Gerhaher first encountered Devieilhe when they sang together at Munich’s Bavarian State Opera last summer.
“She was just absolutely outstanding and amazing and I thought, well, her husband must be equally brilliant. Otherwise they can’t stay together,” Gerhaher said with a laugh.
Pichon founded Pygmalion in 2006. It performs 60-70 concerts per year, including at the Aix-en-Provence Festival, the Dutch National Opera and Paris’ Opéra-Comique, where Pichon conducted an opera with his wife for the first time, Léo Delibes’ “Lakmé,” in 2022. Pichon has commissioned a comic opera from French-Argentine composer Oscar Strasnoy to premiere there in 2027.
“I’m just a bit tired with all these operas telling us (about) the end of the world and I wanted something really different and more corrosive and more comic and more sarcastic,” Pichon said.
While he is a Baroque specialist, he has listened to the British rock band Radiohead for two decades.
“There are a lot of parallels with classical music, because I’m really so amazed by their ability to erase what they’ve just done and try to explore each time a new world,” Pichon said.

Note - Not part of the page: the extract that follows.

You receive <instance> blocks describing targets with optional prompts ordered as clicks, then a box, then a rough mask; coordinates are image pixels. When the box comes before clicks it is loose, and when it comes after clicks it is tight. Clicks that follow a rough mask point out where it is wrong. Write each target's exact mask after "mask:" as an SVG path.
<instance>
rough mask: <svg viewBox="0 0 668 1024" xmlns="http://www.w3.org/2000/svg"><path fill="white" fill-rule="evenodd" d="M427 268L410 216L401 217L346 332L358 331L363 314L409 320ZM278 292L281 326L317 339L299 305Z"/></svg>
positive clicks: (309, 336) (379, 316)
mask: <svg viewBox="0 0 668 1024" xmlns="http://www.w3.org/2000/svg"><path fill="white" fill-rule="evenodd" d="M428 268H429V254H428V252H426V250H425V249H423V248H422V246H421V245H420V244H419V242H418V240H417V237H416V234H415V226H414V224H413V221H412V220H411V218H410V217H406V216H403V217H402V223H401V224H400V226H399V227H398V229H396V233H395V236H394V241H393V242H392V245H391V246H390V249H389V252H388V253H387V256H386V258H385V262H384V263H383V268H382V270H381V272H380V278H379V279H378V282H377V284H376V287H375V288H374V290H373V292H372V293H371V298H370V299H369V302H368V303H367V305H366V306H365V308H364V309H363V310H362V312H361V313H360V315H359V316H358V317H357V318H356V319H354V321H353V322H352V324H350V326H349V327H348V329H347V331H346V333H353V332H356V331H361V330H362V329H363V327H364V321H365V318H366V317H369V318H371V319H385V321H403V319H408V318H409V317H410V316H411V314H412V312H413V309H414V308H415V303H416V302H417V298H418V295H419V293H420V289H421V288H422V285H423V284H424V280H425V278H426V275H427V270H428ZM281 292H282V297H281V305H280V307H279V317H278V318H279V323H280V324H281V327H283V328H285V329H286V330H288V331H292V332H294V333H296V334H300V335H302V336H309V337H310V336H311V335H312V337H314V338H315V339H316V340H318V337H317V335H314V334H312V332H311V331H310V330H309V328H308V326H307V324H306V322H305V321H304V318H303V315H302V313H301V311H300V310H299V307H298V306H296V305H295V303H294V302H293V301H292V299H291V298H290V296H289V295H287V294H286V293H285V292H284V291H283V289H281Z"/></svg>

He led the St. Luke’s orchestra on Monday for a rehearsal at The DiMenna Center for Classical Music, in a windswept area of Manhattan near the Hudson River. The harshest cold snap of the winter had set in.
“The music we are making is the biggest contrast from the weather we experienced outside,” Fortes recalled Pichon saying. “It’s full of warmth and fire and beauty.”